How do you find intercepts, extrema, points of inflections, asymptotes and graph #y=x^5-5x#?

1 Answer
Jan 16, 2018

First step: factoring!

Explanation:

The y-intercept is (0, 0), since y(0) = 0.

To find the x-intercepts, factor the polynomial completely.
#x^5 - 5x = x(x^4 - 5)#

This gives us #x = 0# or #x^4 - 5 = 0#.
The first equation is already solved. There is an x-intercept at (0, 0).
The second equation has two solutions.
#x^4 - 5 = 0#
#x^4 = 5#
#x = +-root4(5)#
Now you have the x-intercepts. Put them on a graph.
Observe that #x = +-root4(5) > 1#.

Next step: extrema. Take the first derivative.
Letting y = f(x), we have
#f'(x) = 5x^4 - 5#
#= 5(x^4 - 1)#
#= 5(x^2 + 1)(x^2 - 1)#
#= 5(x^2 + 1)(x+1)(x-1)#
Now f' is defined for all x and is zero only at #x = 1# and #x = -1#.

These are your critical values (possible extrema).
Since #f''(x) = 20x^3#, you may use the Second Derivative test to determine whether there is a max or a min at each critical point.
Find their y-coordinates, and add them to your graph.
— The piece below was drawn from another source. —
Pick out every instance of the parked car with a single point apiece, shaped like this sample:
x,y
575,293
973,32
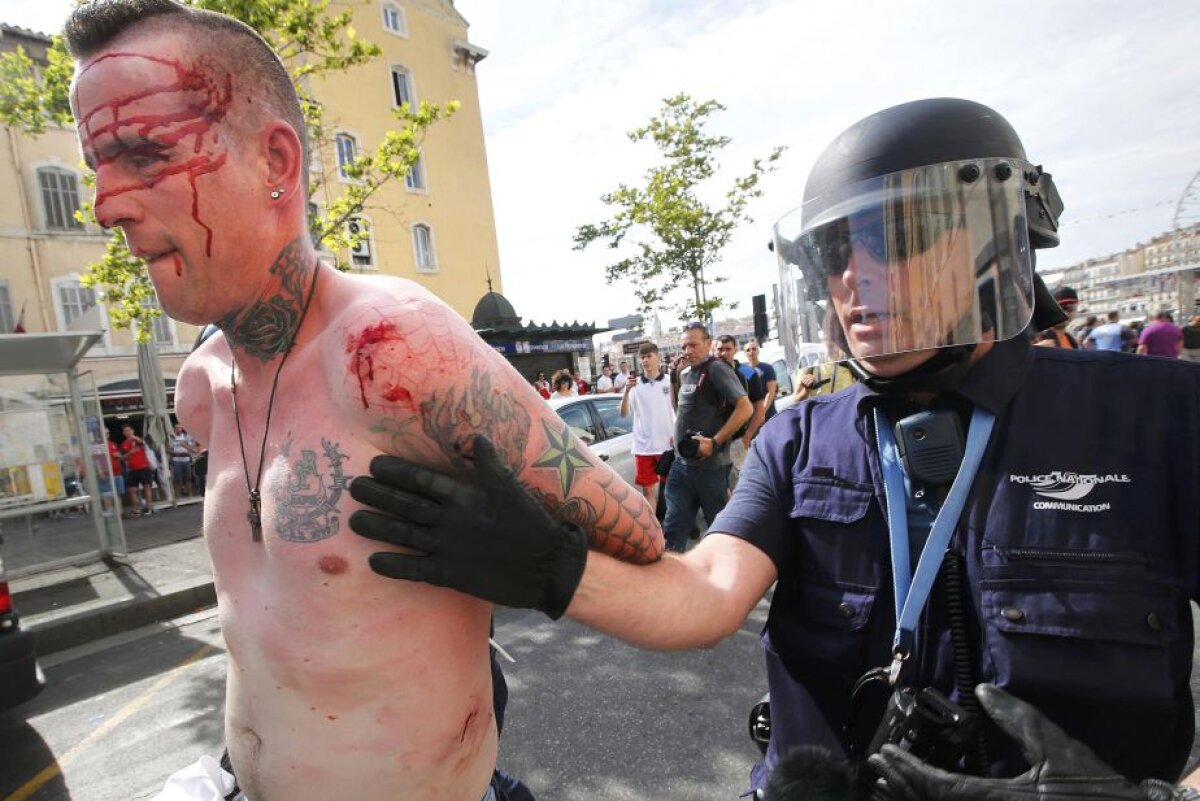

Inflection points? Where is f'' equal to zero? Does f'' change sign at that location? If so, it's an inflection point.

A polynomial has no asymptotes.
You probably will not need to add more points in order to finish your graph, but perhaps plot the graph for x = -2 and x = 2.
These should complete it.